– Нет, – ответил я серьезно. – Там написано «Простите, у нас ремонт. Откроем завтра».
Она поморщилась, глупый у русских юмор, автомобиль медленно двинулся вперед, у перекрестка свернул, Эсфирь покосилась на дверь магазина, там в самом деле табличка с надписью «Простите, у нас ремонт. Откроем завтра», посмотрела на меня со злобной подозрительностью, словно я заодно с террористами.
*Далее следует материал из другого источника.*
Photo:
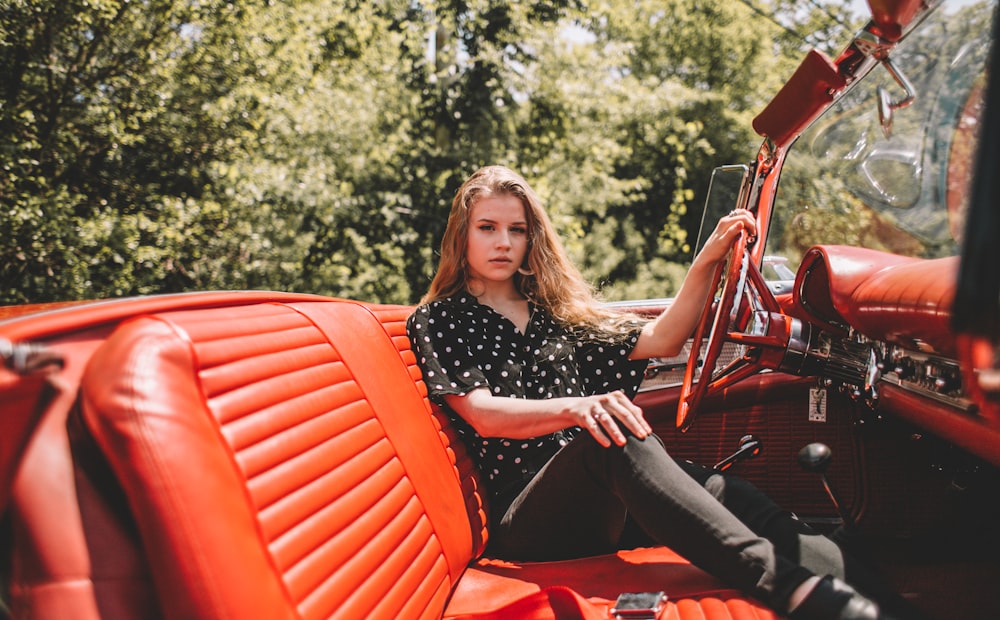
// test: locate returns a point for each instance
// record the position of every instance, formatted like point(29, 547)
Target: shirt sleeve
point(445, 359)
point(605, 365)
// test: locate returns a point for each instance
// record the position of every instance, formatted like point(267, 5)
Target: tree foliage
point(315, 145)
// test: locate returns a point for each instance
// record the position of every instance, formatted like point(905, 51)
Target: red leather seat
point(281, 460)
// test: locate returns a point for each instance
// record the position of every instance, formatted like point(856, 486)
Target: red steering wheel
point(753, 320)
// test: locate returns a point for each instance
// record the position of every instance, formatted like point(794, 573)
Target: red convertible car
point(274, 455)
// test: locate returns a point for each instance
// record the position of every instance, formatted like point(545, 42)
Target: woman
point(538, 378)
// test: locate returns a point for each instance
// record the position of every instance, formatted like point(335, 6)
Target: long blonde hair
point(553, 282)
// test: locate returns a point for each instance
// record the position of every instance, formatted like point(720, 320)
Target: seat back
point(279, 462)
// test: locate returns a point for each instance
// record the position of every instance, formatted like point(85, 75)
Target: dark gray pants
point(588, 498)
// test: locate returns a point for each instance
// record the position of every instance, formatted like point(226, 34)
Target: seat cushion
point(491, 587)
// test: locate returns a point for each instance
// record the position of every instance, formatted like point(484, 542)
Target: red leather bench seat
point(281, 460)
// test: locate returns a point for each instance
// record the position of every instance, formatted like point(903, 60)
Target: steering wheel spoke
point(746, 314)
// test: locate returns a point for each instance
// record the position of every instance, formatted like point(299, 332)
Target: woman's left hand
point(722, 238)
– Постоим, – сказал я мирно.
– Ты что-то скрываешь, – пробормотала она.
– А ты?
Она хмыкнула.
– Мне можно. Я женщина.
– А как же равноправие?
Она ехидно улыбнулась.
– А я из консервативной семьи, не говорила?
– Удобно, – ответил я с уважением.
– Сам говоришь, евреи умные!
– Я не так говорил, – уточнил я, – но ладно, с красивой женщиной спорить трудно.
Из здания, которое я заприметил, вышли и зашли в ближайшее кафе трое мужчин, поджарые, настороженные, настоящие люди войны, что родились в ее огне, живут в нем и другой жизни не знают, хотя она и есть где-то в другом непонятном и потому враждебном мире.
– Спесь, – сказал я.
Он не поняла, переспросила:
– Что-что?
– Когда Сократ, – ответил я, – увидел на празднике богато разодетых, изысканных и надушенных афинян, он сказал брезгливо: «Это спесь». И тут же увидел с другой стороны идущих спартанцев, что явились в звериных шкурах, наброшенных на голые плечи, нечесаные, бородатые и подчеркнуто грубые, и сказал о них: «А это тоже спесь».
Она изогнула губы в улыбке.
– Да, эти дикари дадут сто очков вперед всяким спартанцам в спеси и наглости.